Technology has become an increasingly important lever, especially in the Western Cape and Gauteng.

2011

South Africa's history has been a powerful influence on its education system. Most people exiting the school system were born free. Although there is no place for blaming the past, the truth is that with every change of government a new minister of education with his or her ideas causes more confusion than ever. Constant changes in the curriculum cause chaos. Failure to take responsibility and act wisely.

South Africa is now experiencing its second generation of democratic education policy that is responsible for delivering the next generation of productive citizens.

Unfortunately the outcomes hoped for doo not materialise, as grade 12 results as well as Annual National Assessments results for 2010 indicated a low level in Mathematical and literacy competency.

CONFLICT OVER MEDIUM OF INSTRUCTION

Learners may receive instruction in the language of their choice, but a large portion of black parents prefer English as the language of learning and teaching.

Mother tongue education has become in low esteem for black parents, leading to lack of learning skills due to the language barrier due to the ill informed choice by parents.

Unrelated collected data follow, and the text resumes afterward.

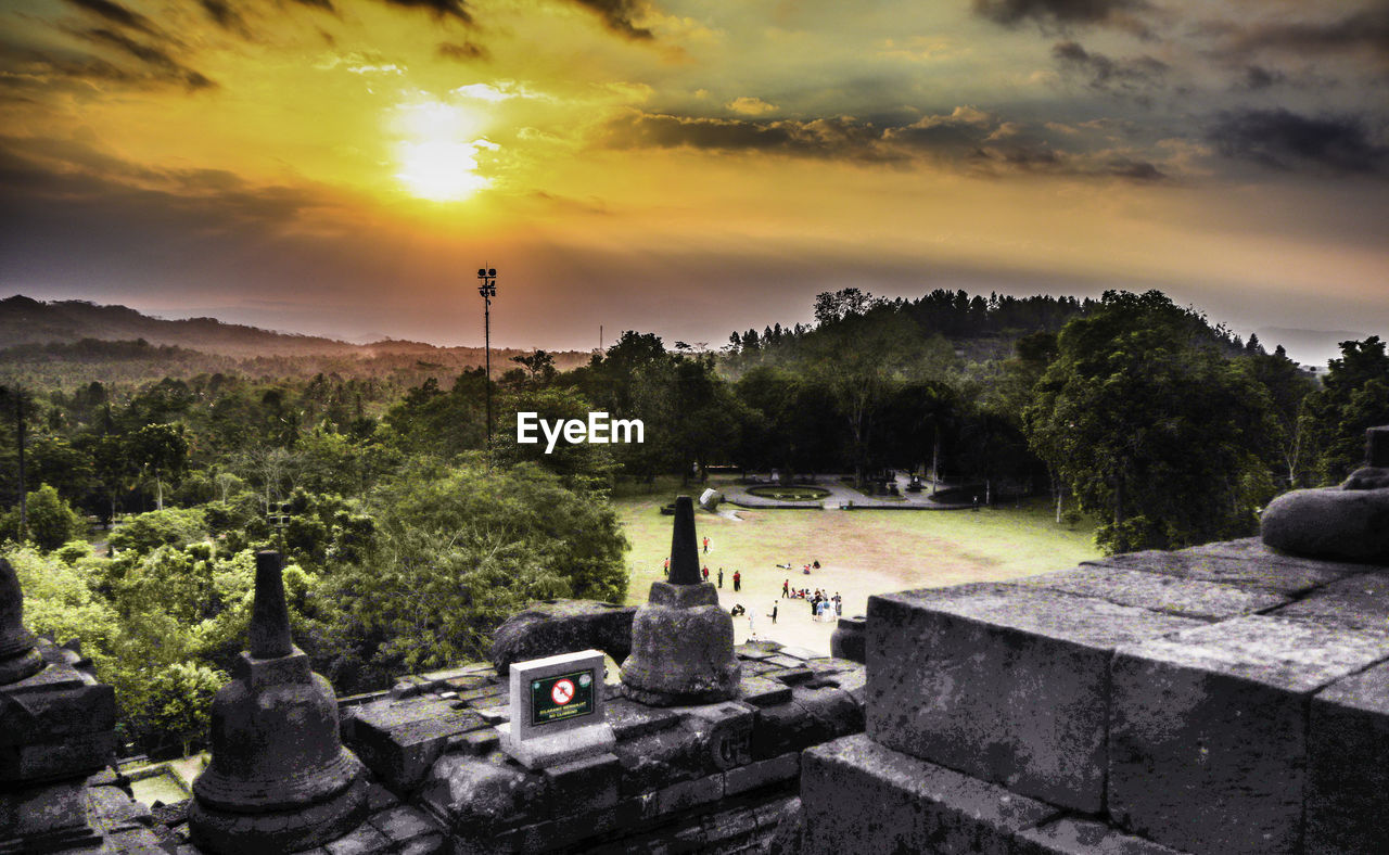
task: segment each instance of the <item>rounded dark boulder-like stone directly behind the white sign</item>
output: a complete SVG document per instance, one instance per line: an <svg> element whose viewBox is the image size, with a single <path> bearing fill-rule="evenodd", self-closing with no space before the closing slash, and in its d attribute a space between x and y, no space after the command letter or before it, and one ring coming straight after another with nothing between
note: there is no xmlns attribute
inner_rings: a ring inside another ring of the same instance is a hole
<svg viewBox="0 0 1389 855"><path fill-rule="evenodd" d="M593 600L538 602L497 627L492 665L499 675L507 675L513 662L581 650L601 650L621 665L632 652L633 615L636 607Z"/></svg>

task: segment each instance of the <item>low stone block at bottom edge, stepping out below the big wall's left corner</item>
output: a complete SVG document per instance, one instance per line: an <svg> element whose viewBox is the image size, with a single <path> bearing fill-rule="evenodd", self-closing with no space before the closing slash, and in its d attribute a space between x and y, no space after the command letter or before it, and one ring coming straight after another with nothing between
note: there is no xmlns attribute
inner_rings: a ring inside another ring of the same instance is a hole
<svg viewBox="0 0 1389 855"><path fill-rule="evenodd" d="M806 855L1008 852L1021 830L1058 815L1039 801L847 736L801 755Z"/></svg>

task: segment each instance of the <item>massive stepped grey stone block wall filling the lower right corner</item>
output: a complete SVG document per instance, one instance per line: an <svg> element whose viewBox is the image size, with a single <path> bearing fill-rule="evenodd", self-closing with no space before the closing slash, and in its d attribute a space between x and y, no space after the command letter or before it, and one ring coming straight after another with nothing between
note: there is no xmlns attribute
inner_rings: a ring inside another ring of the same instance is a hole
<svg viewBox="0 0 1389 855"><path fill-rule="evenodd" d="M1249 539L886 594L867 666L792 849L1389 852L1389 566Z"/></svg>

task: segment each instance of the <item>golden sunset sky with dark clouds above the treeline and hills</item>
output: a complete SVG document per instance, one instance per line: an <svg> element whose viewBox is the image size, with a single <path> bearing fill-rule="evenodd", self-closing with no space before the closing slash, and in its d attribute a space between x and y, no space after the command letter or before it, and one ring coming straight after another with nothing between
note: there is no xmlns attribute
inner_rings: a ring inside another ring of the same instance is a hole
<svg viewBox="0 0 1389 855"><path fill-rule="evenodd" d="M721 344L861 286L1389 332L1389 1L0 0L0 290Z"/></svg>

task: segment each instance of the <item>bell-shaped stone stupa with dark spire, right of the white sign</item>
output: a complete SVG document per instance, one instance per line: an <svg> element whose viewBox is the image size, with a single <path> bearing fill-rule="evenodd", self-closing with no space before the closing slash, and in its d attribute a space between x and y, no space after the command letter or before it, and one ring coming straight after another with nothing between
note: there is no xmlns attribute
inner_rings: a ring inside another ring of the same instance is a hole
<svg viewBox="0 0 1389 855"><path fill-rule="evenodd" d="M703 582L694 545L694 502L675 500L669 582L651 583L632 620L632 655L622 691L654 706L713 704L738 694L742 665L733 655L733 619L718 590Z"/></svg>

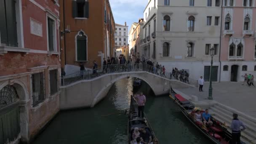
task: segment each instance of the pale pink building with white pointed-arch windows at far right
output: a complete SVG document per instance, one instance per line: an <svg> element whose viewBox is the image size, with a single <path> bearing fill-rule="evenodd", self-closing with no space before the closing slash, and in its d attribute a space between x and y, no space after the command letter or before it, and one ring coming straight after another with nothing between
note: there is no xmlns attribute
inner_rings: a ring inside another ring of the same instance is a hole
<svg viewBox="0 0 256 144"><path fill-rule="evenodd" d="M256 76L256 1L223 0L221 81L243 81Z"/></svg>

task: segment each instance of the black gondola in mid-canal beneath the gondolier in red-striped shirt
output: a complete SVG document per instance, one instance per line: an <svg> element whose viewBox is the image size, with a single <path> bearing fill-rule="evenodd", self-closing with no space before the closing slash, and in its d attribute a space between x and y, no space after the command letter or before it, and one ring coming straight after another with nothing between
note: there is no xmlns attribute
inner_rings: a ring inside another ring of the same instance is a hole
<svg viewBox="0 0 256 144"><path fill-rule="evenodd" d="M138 104L133 96L131 96L130 111L128 115L128 144L132 144L133 140L133 130L134 128L145 128L151 133L152 139L155 138L155 133L147 119L147 116L144 114L144 118L138 117Z"/></svg>

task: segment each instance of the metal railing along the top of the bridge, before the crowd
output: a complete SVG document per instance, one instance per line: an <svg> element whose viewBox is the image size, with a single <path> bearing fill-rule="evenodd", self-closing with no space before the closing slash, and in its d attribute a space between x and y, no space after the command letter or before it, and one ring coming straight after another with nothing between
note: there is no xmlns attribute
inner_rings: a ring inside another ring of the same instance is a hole
<svg viewBox="0 0 256 144"><path fill-rule="evenodd" d="M95 77L99 77L104 74L114 73L114 72L136 72L136 71L147 71L160 77L165 77L168 79L176 79L190 85L195 85L198 87L198 81L190 77L184 77L181 75L175 75L171 72L163 71L162 69L157 69L148 64L111 64L103 66L102 68L83 70L72 73L70 75L65 75L61 77L61 85L69 85L80 80L90 80Z"/></svg>

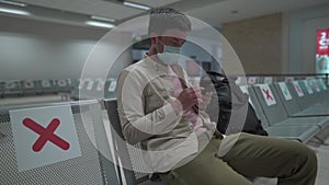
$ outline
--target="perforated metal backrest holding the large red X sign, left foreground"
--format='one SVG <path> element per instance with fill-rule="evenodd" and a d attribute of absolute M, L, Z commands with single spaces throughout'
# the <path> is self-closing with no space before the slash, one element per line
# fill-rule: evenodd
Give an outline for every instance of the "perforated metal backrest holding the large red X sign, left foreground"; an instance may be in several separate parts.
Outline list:
<path fill-rule="evenodd" d="M 53 106 L 53 104 L 49 105 Z M 16 109 L 19 107 L 11 108 Z M 39 111 L 44 109 L 41 106 L 38 108 Z M 5 113 L 7 116 L 0 116 L 3 118 L 0 120 L 0 132 L 2 135 L 0 137 L 0 184 L 105 184 L 103 176 L 104 167 L 100 160 L 100 153 L 90 141 L 91 139 L 83 126 L 84 124 L 93 124 L 92 119 L 90 119 L 88 105 L 80 106 L 79 108 L 71 105 L 71 109 L 78 142 L 81 148 L 81 155 L 22 172 L 19 172 L 16 165 L 18 155 L 15 154 L 12 120 L 8 116 L 9 113 Z M 57 129 L 60 129 L 61 126 Z M 35 134 L 29 131 L 26 132 L 26 139 L 30 138 L 27 136 L 34 137 Z M 52 146 L 52 143 L 47 142 L 43 150 L 49 147 L 47 144 Z M 45 158 L 45 154 L 43 158 Z M 106 181 L 111 185 L 118 185 L 115 183 L 117 181 L 115 174 L 112 174 L 112 178 L 106 178 Z"/>

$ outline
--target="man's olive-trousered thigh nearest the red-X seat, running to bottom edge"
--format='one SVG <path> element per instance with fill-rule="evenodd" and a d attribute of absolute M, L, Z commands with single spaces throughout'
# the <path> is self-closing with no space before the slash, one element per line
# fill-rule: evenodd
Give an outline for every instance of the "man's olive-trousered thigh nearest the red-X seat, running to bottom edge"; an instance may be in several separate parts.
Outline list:
<path fill-rule="evenodd" d="M 160 177 L 169 185 L 252 185 L 216 155 L 217 149 L 212 141 L 188 164 Z"/>

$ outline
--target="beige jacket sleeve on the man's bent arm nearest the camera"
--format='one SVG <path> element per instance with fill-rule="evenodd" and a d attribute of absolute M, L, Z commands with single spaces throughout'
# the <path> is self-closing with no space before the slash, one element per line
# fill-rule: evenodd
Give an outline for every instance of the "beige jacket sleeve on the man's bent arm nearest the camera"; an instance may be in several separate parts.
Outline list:
<path fill-rule="evenodd" d="M 146 82 L 134 71 L 124 70 L 117 80 L 117 111 L 123 135 L 132 144 L 171 131 L 181 118 L 168 102 L 164 102 L 162 107 L 145 114 L 145 86 Z"/>

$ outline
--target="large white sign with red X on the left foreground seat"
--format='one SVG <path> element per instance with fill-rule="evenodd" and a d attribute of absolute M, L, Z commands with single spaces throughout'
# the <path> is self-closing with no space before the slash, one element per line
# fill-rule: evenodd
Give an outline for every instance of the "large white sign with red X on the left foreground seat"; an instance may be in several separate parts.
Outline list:
<path fill-rule="evenodd" d="M 19 172 L 81 157 L 70 105 L 10 111 Z"/>

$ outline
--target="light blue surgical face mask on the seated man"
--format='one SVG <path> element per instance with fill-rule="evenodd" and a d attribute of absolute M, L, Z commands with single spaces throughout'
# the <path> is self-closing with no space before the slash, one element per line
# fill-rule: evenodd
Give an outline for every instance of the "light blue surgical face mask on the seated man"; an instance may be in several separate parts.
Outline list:
<path fill-rule="evenodd" d="M 168 46 L 163 44 L 163 53 L 158 54 L 158 58 L 166 65 L 173 65 L 179 61 L 181 54 L 181 47 Z"/>

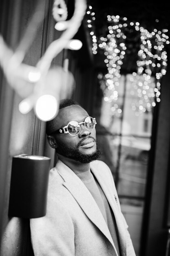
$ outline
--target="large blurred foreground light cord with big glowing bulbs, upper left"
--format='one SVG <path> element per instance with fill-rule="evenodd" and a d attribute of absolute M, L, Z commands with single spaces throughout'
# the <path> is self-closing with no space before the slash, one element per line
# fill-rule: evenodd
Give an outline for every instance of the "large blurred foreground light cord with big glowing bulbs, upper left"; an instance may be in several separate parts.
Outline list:
<path fill-rule="evenodd" d="M 73 16 L 66 20 L 65 1 L 54 0 L 53 18 L 57 22 L 55 28 L 65 29 L 65 31 L 46 48 L 36 67 L 24 64 L 22 61 L 31 43 L 33 43 L 38 26 L 44 19 L 44 4 L 41 1 L 39 1 L 35 14 L 26 27 L 24 37 L 15 52 L 7 46 L 3 37 L 0 36 L 0 65 L 8 84 L 23 98 L 19 104 L 21 113 L 26 114 L 34 108 L 38 118 L 48 121 L 57 115 L 57 102 L 60 97 L 70 97 L 74 79 L 66 67 L 66 60 L 64 60 L 64 68 L 52 68 L 51 62 L 64 48 L 72 47 L 71 49 L 73 49 L 73 40 L 71 39 L 82 23 L 86 8 L 86 0 L 75 0 Z M 36 18 L 37 13 L 40 16 L 38 19 Z M 76 43 L 79 43 L 79 46 L 76 45 L 75 48 L 74 45 L 74 49 L 79 49 L 82 43 L 80 41 L 76 41 Z"/>

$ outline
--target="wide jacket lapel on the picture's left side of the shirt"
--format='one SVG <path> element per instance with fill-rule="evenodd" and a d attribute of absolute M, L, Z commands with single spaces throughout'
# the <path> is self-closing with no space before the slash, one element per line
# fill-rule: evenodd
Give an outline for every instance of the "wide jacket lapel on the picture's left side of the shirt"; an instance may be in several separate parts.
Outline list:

Grade 12 learners taught in their mother tongue outperform learners that are taught in a second language.

LACK OF QUALITY TEACHERS

Due to the demand for English as a medium of instruction, many learners are taught by educators where English is not their mother tongue. This leads to an inferior quality of education. Many teachers are still under qualified or are teaching learning areas that they are not confident in teaching. Constant changes in the curriculum are causing chaos and unmotivated teachers.

FINANCES

The disparity between the rich and poor causes that parents with a higher income can afford to send them to better equipped schools, that charges higher school fees that ordinary schools in poorer (township) schools. The richer schools can afford to appoint SGB paid teachers to lower teacher-learner ratios as well as the provision of learning materials.